Limitations and known issues in Watson Discovery

The following limitations and known issues apply to the Watson Discovery service.

Refresh 9 of Cloud Pak for Data Version 4.0

Operand version: 4.0.9

Discovery generates a partial failure status message for the Cloud Pak for Data OADP backup and restore utility.

Error: When you check the status of the OADP backup utility after using it to backup a cluster where Discovery is installed, a Phase: PartiallyFailed message is displayed. One or more Discovery components are included in the Failed list.
Cause: Discovery cannot be backed up and restored by using the OADP backup and restore utility. When the Discovery service is present, and an administrator backs up an entire Cloud Pak for Data instance, a status message is displayed that indicates a partial failure. This status is displayed because the persistent volume claims (PVCs) for Discovery are not backed up.
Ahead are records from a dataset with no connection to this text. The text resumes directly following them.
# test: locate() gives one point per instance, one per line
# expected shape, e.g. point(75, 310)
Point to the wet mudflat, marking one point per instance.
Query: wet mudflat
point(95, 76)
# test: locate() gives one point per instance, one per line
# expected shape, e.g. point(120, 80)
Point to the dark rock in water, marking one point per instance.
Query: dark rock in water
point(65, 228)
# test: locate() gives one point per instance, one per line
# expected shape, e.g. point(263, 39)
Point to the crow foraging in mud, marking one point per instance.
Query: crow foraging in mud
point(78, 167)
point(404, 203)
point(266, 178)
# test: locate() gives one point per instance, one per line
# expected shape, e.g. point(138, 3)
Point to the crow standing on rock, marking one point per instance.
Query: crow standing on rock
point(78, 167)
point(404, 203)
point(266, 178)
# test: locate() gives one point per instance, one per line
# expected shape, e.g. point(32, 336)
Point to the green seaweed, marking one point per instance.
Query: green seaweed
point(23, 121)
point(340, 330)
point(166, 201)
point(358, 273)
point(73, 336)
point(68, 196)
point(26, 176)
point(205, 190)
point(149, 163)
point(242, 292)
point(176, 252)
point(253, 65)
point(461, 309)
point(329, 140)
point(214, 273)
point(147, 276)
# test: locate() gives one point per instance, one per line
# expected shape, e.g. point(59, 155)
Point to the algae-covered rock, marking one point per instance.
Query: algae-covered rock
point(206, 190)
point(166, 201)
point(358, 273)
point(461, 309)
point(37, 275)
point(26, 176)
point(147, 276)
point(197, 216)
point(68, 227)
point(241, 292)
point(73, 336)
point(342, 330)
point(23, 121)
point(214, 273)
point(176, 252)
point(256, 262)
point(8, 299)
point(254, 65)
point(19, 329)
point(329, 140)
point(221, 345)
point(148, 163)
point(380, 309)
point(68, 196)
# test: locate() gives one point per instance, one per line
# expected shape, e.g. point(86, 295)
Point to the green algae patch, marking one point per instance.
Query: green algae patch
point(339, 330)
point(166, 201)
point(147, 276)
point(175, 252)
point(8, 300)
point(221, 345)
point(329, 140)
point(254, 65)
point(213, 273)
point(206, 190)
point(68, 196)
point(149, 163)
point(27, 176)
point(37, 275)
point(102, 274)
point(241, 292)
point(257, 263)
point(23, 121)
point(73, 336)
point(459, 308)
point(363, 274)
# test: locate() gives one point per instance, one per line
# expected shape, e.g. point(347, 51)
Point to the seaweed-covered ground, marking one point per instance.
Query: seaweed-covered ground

However, the message does not impact the back up of the rest of the services.
Solution: No action is required to resolve the status message. You can remove the persistent volume claims that are associated with the Discovery service separately. After using the scripts to back up your Discovery service data, you can follow the step that is documented in the uninstall instructions for the Discovery service to delete the PVCs. For more information about how to remove the PVC associated with Discovery, see Uninstalling the Discovery service.

This issue exists in refresh versions 8 through 9.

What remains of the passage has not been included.